Prove by induction: $$\sum_{i=0}^n 3^i = \frac {(3^{n+1})-1}{2}$$

Basis: For $n=0$ we have $1 = 1$

Inductive Step: Now this is where I don't know what to do, any kind of help would be much appreciated. Thanks!
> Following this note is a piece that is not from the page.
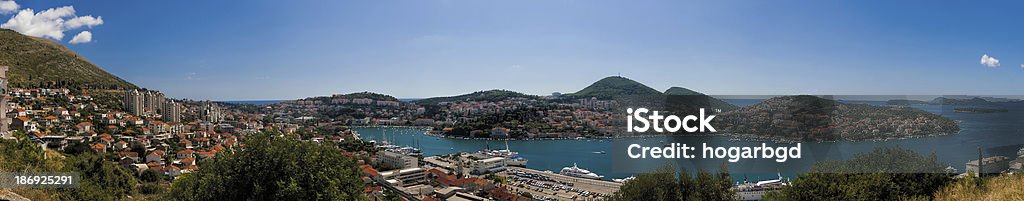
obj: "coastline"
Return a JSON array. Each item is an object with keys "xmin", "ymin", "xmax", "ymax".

• Have you tried anything yourself? If you have any idea as to how the proof might go then indicating this would be useful. – Joe Tait Apr 1 '14 at 8:44

Inductive Step: Assume that the expression holds for $n$. We want to prove that the expression holds also for $n+1$. That is \begin{align*}\sum_{i=0}^{n+1} 3^i &=\sum_{i=0}^n 3^i +3^{n+1}=^{\text{assumption of inductive step}}\\&= \frac {(3^{n+1})-1}{2}+3^{n+1}=\frac{3^{n+1}-1+2\cdot3^{n+1}}{2}=\frac{3\cdot3^{n+1}-1}{2}=\frac{3^{n+2}-1}{2}\\&=\frac{3^{(n+1)+1}-1}{2}\end{align*} which proves that the expression holds also for $n+1$.

You have the base step.

Induction hypothesis: Assume that $$\sum_{i=0}^k3^i=\frac{3^{k+1}-1}{2}$$

for some $k\ge0$

Inductive step: Then \begin{align}\sum_{i=0}^{k+1}&=3^{k+1}+\sum_{i=0}^k3^i\\&=3^{k+1}+\frac{3^{k+1}-1}{2}\\&=\frac{3^{k+2}-1}{2}\end{align}

Thus our formula is proved.

Hint:$$\sum_{i=0}^{n+1}3^{i}=\sum_{i=0}^{n}3^{i}+3^{n+1}=\frac{3^{n+1}-1}{3-1}+3^{n+1}=\dots$$